Illegally sold fentanyl has arrived in Kodiak.
Even though illegal fentanyl use picked up in the Lower 48 a few years ago, the Statewide Drug Enforcement Unit in Kodiak — comprised of Sgt. Garrett Frost, head of the Statewide Drug Enforcement Unit in Kodiak; an investigator with Alaska troopers, four service-members in the Coast Guard Investigative Service, and one officer from the Kodiak Police Department — wasn’t seeing it on the island until last year.
The first signs that the drug had arrived and was being sold and distributed illegally happened around the start of the summer when people began overdosing on heroin, according to Frost. Unbeknownst to many of them, their drugs had been laced with fentanyl, Frost said.
Fentanyl is a synthetic opioid that doctors can prescribe legally to treat patients with chronic severe pain or severe pain following surgery. But it has great potential for misuse and abuse because of its potency and addictive powers.
Drug dealers use it to cut heroin or create knock-offs of pain-killers such as Oxycodone. It is growing in popularity because it is only a fraction of the cost of heroin, according to Frost.
In December, the Statewide Drug Enforcement Unit seized almost 100 fentanyl pills at the start of the month. The pills were light blue and labeled “M-30,” according to court documents.
Often, dealers create fentanyl pills that are designed to look like legally prescribed pain-killers, according to Frost.
On top of that there was what Frost considers a typical amount of methamphetamines and a lower-than-usual amount of heroin seized in December. The Statewide Drug Enforcement Unit seized around a pound and a half of methamphetamines, which has a street value of approximately $113,250 in Kodiak, and five grams of heroin, which has a street value of around $3,000 in Kodiak, according to Frost.

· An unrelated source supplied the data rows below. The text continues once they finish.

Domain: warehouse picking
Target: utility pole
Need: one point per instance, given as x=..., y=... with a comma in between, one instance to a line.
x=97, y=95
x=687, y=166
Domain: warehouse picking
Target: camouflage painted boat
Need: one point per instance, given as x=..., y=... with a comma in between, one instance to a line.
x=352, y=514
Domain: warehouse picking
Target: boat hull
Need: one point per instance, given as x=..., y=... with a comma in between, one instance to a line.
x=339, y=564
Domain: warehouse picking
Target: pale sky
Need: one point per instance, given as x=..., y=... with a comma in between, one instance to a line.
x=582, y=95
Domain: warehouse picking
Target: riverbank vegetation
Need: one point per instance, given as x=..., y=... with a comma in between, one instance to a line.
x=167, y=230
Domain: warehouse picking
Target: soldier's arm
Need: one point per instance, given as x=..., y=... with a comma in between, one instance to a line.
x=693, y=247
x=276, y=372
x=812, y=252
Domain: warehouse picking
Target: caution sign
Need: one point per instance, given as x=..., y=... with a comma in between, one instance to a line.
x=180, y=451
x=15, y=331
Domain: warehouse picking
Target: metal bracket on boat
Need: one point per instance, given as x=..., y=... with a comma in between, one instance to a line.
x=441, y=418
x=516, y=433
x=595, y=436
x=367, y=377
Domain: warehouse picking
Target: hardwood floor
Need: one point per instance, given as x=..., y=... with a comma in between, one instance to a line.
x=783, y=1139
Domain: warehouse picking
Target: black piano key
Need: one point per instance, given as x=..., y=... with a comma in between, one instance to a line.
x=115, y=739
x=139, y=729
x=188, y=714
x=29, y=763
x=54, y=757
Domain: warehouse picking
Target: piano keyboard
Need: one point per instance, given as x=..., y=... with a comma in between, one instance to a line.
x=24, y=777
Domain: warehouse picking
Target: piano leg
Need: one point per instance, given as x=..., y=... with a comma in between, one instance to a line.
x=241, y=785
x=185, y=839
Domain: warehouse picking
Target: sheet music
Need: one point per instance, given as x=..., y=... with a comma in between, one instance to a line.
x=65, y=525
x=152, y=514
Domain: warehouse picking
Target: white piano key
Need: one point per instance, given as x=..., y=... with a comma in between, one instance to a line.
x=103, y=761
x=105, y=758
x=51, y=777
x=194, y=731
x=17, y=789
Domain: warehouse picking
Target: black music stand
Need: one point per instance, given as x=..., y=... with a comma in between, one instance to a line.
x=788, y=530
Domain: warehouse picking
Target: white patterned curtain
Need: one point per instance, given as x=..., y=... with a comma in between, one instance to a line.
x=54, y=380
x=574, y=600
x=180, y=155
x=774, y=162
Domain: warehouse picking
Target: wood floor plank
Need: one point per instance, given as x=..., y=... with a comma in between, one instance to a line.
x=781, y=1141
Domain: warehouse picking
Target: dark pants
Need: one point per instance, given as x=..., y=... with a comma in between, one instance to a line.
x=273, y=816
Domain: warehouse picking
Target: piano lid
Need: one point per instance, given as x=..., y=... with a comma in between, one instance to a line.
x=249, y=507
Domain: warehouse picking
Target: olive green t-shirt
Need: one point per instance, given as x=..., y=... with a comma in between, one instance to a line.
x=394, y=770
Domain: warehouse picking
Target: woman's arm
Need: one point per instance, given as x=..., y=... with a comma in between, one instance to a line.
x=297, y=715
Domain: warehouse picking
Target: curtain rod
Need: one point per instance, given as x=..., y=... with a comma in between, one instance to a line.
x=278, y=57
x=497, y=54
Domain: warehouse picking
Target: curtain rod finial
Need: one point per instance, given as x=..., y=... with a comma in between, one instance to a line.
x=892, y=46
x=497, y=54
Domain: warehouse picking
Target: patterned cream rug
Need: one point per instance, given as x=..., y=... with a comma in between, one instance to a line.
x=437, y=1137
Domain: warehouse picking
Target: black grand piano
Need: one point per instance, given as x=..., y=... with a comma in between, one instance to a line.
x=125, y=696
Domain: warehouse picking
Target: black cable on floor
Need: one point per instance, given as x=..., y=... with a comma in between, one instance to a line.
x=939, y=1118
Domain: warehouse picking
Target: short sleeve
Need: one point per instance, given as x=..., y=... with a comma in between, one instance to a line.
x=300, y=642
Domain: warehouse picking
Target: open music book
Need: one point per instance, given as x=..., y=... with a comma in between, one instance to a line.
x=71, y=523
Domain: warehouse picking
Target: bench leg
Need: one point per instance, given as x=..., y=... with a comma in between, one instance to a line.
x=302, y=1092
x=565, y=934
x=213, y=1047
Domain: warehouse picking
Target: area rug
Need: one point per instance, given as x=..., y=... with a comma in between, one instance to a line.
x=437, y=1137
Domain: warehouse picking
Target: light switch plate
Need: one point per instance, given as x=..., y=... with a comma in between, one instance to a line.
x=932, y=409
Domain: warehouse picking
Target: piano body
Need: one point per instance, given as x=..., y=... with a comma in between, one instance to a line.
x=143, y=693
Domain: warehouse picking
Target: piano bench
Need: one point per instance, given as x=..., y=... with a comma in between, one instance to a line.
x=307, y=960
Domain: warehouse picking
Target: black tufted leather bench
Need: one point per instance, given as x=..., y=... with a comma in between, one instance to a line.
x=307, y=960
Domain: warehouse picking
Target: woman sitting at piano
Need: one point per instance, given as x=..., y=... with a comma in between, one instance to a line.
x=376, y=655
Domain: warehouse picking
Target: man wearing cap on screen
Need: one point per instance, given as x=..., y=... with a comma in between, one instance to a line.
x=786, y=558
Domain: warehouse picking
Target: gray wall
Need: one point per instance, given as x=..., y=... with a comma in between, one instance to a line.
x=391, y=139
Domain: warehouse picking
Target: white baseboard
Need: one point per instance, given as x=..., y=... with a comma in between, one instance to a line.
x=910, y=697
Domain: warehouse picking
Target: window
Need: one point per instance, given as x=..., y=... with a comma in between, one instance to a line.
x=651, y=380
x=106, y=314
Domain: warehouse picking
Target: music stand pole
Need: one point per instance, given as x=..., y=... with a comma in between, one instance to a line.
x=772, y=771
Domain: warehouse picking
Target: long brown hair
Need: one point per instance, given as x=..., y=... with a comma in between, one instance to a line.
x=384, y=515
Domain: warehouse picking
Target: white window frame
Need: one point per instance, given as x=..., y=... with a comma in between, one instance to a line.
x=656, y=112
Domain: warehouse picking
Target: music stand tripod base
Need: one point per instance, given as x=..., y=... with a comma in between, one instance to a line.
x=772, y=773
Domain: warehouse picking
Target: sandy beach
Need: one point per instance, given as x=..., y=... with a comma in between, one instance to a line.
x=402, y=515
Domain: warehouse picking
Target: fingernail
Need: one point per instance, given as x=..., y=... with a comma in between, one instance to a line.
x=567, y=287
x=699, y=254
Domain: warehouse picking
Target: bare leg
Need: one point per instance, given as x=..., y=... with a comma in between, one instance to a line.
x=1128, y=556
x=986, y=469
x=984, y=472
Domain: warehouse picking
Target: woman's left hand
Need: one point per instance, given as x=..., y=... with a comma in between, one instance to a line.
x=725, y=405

In general, the demand for heroin and methamphetamines has not decreased over the past year, Frost said. However, the supply of those drugs have been limited by prevention efforts happening in Anchorage and the Lower 48, he said. When it comes to heroin, methamphetamines and, more recently, fentanyl, the drugs usually originate in Mexico and make their way up the West Coast to Washington, then to Anchorage and finally to Kodiak, Frost said.
It’s hard to know how many people on the island are using fentanyl, or any type of drug, Frost said. Typically, law enforcement encounters a number of repeat offenders, which do not constitute the entire population of drug users, he said. Even though there are many unknowns, there are patterns in the users who are caught: most of them are in the City of Kodiak and the majority of them are between the ages of 20 to 35, according to Frost.
From what he’s gathered through conversations with people who are arrested, people tend to start using drugs for one of two reasons: They succumb to peer pressure, or they had a serious injury or underwent a surgery and were prescribed too many painkillers, which they became addicted to.
Frost doesn’t expect fentanyl use to decrease anytime soon. Because of the nature of opioid addiction — people build up tolerances and seek stronger, less expensive drugs — the usage of fentanyl across the country, including in Kodiak, will continue to increase, Frost predicts.